The doctrine of the Trinity (i.e. that the one God exists in three persons, Father, Son and Holy Spirit, but one substance) is central to Christian theology. It had been defined by the early church councils in the face of the antitrinitarian 'heresies' of Arius (256-356) and others. Antitrinitarianism would resurface during the protestant reformation.

[The] Vernacular

The native languages written and spoken by ordinary people (from the Latin for 'native' or 'common'), as distinct from the Latin used by the clergy.

Via antiqua; via moderna

There were various schools of thought (or Viae) in medieval universities. They were named after great exponents of the classical philosophical and theological problems of the day, or after the name given to a particular approach to the problem. One such debate was about the degree to which, and how, we 'knew' and 'understood' the world around us.
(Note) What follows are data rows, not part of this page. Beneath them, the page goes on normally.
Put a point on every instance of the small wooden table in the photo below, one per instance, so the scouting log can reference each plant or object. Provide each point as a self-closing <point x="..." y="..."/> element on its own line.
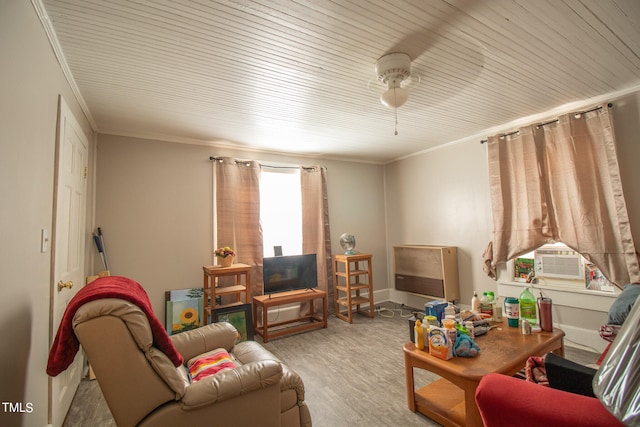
<point x="303" y="323"/>
<point x="450" y="401"/>
<point x="211" y="290"/>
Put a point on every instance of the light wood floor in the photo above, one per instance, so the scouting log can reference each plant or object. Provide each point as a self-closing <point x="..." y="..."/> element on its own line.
<point x="353" y="374"/>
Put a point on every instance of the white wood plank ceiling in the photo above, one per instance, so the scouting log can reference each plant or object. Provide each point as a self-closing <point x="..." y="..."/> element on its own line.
<point x="294" y="75"/>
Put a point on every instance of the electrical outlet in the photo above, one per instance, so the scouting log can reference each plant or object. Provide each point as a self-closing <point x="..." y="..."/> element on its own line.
<point x="44" y="240"/>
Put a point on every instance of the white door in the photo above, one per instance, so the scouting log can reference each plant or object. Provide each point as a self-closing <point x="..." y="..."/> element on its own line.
<point x="68" y="239"/>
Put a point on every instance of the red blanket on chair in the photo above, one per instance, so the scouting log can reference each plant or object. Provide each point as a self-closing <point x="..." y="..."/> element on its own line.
<point x="66" y="345"/>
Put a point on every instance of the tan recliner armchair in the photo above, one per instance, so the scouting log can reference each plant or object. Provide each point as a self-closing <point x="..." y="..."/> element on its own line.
<point x="143" y="387"/>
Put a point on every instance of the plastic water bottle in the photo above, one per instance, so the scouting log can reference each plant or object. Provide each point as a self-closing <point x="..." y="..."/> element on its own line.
<point x="528" y="307"/>
<point x="475" y="302"/>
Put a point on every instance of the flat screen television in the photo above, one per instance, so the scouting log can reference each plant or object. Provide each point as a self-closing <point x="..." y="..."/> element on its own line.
<point x="289" y="273"/>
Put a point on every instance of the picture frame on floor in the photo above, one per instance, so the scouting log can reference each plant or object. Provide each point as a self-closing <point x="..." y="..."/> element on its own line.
<point x="184" y="310"/>
<point x="239" y="316"/>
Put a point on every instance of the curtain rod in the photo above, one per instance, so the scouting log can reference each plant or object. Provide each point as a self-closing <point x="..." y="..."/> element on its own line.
<point x="214" y="159"/>
<point x="539" y="125"/>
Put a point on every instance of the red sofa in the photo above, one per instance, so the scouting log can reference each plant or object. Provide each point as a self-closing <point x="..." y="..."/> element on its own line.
<point x="507" y="401"/>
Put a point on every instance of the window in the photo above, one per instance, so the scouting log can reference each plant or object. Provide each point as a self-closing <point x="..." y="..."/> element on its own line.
<point x="281" y="210"/>
<point x="558" y="265"/>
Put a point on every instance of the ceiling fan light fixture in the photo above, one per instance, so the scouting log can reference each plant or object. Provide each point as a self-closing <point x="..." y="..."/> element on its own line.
<point x="394" y="97"/>
<point x="392" y="69"/>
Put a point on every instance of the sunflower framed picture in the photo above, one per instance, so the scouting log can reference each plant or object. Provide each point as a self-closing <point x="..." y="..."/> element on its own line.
<point x="184" y="310"/>
<point x="239" y="316"/>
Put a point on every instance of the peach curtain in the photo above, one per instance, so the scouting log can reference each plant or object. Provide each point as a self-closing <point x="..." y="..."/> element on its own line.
<point x="315" y="225"/>
<point x="237" y="188"/>
<point x="561" y="182"/>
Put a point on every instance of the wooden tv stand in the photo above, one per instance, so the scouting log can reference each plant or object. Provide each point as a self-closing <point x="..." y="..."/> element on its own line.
<point x="303" y="323"/>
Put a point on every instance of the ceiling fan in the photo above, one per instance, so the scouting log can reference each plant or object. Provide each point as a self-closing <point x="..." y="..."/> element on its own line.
<point x="393" y="70"/>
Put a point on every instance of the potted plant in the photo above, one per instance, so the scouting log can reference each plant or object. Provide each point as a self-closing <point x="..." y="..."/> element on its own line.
<point x="226" y="255"/>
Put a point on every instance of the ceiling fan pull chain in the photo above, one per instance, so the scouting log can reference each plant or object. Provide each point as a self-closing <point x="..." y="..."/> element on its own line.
<point x="395" y="110"/>
<point x="396" y="126"/>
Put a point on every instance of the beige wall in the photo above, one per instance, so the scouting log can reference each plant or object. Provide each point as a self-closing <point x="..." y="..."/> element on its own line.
<point x="154" y="206"/>
<point x="30" y="84"/>
<point x="442" y="198"/>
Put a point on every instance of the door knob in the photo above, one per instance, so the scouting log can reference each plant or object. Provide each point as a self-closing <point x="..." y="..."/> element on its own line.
<point x="62" y="285"/>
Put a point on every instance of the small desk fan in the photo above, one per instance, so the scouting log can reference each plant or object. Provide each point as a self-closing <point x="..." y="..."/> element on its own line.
<point x="348" y="242"/>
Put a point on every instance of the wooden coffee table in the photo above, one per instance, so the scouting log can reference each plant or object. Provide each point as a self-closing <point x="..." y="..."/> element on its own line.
<point x="450" y="400"/>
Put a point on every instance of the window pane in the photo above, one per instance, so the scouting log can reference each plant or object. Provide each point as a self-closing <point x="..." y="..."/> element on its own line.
<point x="281" y="211"/>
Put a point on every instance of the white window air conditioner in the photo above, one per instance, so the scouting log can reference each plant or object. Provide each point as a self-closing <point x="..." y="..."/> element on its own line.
<point x="559" y="262"/>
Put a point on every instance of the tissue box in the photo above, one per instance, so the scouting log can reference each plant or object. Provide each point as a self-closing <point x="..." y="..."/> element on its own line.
<point x="440" y="344"/>
<point x="435" y="308"/>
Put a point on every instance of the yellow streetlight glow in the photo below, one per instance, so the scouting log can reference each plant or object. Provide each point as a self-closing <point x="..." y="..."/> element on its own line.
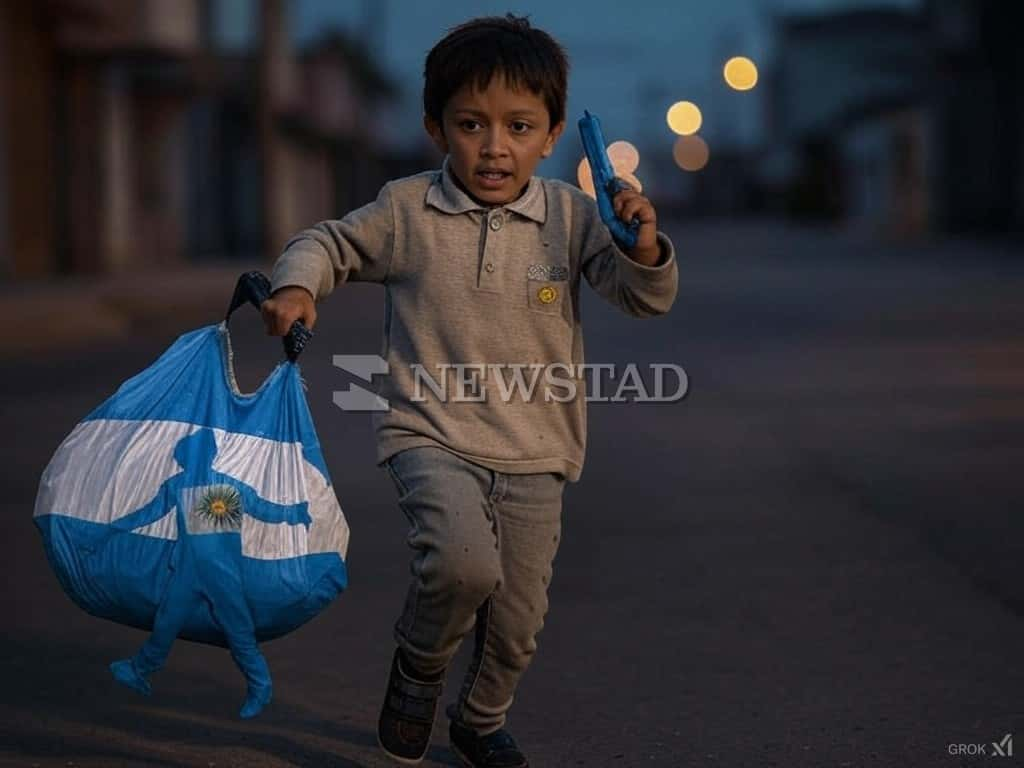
<point x="586" y="177"/>
<point x="684" y="118"/>
<point x="690" y="153"/>
<point x="740" y="73"/>
<point x="624" y="158"/>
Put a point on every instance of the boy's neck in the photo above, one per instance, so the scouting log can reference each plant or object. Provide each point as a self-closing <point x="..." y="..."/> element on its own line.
<point x="458" y="182"/>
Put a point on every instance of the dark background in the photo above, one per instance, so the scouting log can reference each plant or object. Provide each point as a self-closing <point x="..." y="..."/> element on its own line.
<point x="814" y="559"/>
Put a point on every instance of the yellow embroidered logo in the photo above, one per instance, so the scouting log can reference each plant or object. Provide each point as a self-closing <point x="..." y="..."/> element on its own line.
<point x="547" y="295"/>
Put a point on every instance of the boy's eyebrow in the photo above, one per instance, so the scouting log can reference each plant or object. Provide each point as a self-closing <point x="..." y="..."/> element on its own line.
<point x="480" y="113"/>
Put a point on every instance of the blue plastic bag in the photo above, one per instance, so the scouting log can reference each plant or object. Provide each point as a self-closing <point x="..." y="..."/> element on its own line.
<point x="182" y="506"/>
In philosophy it is known as the problem of 'universals'. Most common nouns are 'universals' (e.g. bat; brick). Aristotle (and Plato to an even greater degree) had argued that, on the basis of our sense-impressions, we abstract the underlying common forms which exist in the objects to form what is understood as a 'brick' or a 'bat'. That is known as 'realism' because the form is not merely an abstraction in our minds but derived from the 'reality' of the form as represented to us. This analysis was broadly accepted by the greatest of the medieval philosophers, St Thomas Aquinas. After Aquinas, however, medieval philosophers questioned this understanding. They have become collectively known as 'nominalists' although the term covers several different approaches to the problem of 'universals'. The most representative, and best-known, of them was William of Ockham (c.1285-c.1349). For Ockham, the categories into which we place our sense-impressions are created within our minds only. 'Universals' thus only exist as a mental concept (or 'name' - hence 'nominalism') which we have either abstracted from reality or intuitively ascribed to it. So, if God chose to destroy all the bats in the world, we would still 'know' what a 'bat' was. In university curricula relating to the faculty of arts, where philosophy was studied, this was sometimes known as the 'modern way of thought' (via moderna) to distinguish it from 'the ancient way' (via antiqua) of Aquinas and Duns Scotus. These debates in term had an impact on the other great set of debates in medieval universities over how man was 'saved' by God.

[The] Vulgate

The Latin translation of the Bible, believed in the sixteenth century to have been undertaken by St Jerome (d. 420).

[The] Waldenses

Followers of the twelfth-century Peter Waldo of Lyon. They preached poverty and the renunciation of the world, appointed their own ministers (known as 'barbes' in French because of their beards, and because united with the Hussites. On the eve of the reformation, and despite persecution, the Waldenses survived in the rural upland communities of Alpine France and Italy.

Zwinglianism, Zwinglian

The doctrines advanced by the protestant reformer at Zurich, Huldrych Zwingli.